The problem is that most of this is simply topic based awareness, in that it’s not seeking to change behaviour. There seems be to be a lot of generic content that applies to everyone in an organisation. Sadly this is a tick-box exercise for the purposes of compliance. Awareness should be unique to your organisation where you cater for different personality types as best you can. Some people actually like reading policies where as some prefer visual aids, so the ways that individuals learn needs to be better understood. The process of educating your staff should be a sustained and measured programme; it needs to be strategic in its outlook.
What about communication?
Better engagement with the business is what we need to be doing. Our relationships with the likes of legal, HR, finance, marketing, PR should be on an everyday basis not only when we actually need their expertise. These departments usually already have the respect from the business. Information security needs to be seen in the same light.
How do you identify the relevant stakeholders and establish communication with them, and further propagate the whole process of communication within the organisation?
Grab a copy of the organisation chart and start from there. Your job is to introduce yourself to everyone. In my experience doing this over a coffee really helps and preferably not in a meeting room, because it is better to create a new business relationship in a social context, wherein the other person gets to understand you, firstly as a human being and secondly as a work colleague. Most importantly, do this at the beginning and not two months down the line. Building relationships at the very beginning increases your chances of being in the position of asking for last minute favours and paves the path for easier collaboration, as opposed to having to ask for people’s help when they don’t even know you. Usually people are open and honest. They may have a negative image of information security, not because they don’t like you, but most likely because of the interaction they’ve had in the past.
So let’s say that you have joined a new organisation that has a very negative preconception of information security because of a bad previous experience. Once you have already identified all the key people you have to work with, how do you fight this negative perception?

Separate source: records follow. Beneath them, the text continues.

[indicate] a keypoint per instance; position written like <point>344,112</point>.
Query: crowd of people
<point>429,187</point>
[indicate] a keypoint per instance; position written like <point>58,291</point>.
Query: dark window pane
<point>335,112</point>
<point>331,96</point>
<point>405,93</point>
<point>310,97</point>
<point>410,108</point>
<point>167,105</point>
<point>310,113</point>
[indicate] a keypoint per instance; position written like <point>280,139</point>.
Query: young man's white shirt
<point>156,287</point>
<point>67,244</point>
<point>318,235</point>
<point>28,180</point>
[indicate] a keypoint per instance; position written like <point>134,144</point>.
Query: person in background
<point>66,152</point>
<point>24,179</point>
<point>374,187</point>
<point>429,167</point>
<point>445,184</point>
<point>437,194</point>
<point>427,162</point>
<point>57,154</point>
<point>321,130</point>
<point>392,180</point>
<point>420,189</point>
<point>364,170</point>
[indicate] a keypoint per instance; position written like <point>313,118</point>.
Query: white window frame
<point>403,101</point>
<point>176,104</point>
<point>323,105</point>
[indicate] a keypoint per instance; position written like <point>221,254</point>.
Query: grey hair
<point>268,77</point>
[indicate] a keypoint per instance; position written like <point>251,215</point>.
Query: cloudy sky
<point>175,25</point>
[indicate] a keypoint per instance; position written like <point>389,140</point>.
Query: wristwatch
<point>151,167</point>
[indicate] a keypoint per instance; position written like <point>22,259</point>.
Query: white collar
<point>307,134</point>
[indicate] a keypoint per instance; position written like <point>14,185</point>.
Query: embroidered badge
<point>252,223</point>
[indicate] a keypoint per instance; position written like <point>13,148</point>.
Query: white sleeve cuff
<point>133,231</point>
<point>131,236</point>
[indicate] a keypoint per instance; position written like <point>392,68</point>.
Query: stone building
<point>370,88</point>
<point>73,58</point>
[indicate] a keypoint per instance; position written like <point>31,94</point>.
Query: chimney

You need to find out what was done previously and why the outcome was negative in the first place. Once you’ve established the actual problem, you have to diffuse the situation. You need to be positive, open and even simple things like walking around and talking to people – show your face. Visit different departments and admit any failings, you need to do a PR and marketing exercise. In a previous role I’ve actually said
“I know what went wrong the last time, I know we screwed up. I want to ask you what you want to see from the information security department from now on.”
People are ready to engage if you are, be personable and be professional. It’s surprising how much positive and usable feedback you actually get.
The majority of the time, people will tell you,
“I just want to be able to do my job without security getting in the way”.
Once you have these sorts of conversations going you begin to understand how the business actually functions on a day-to-day basis. It’s at this stage where you can be influential and change perception.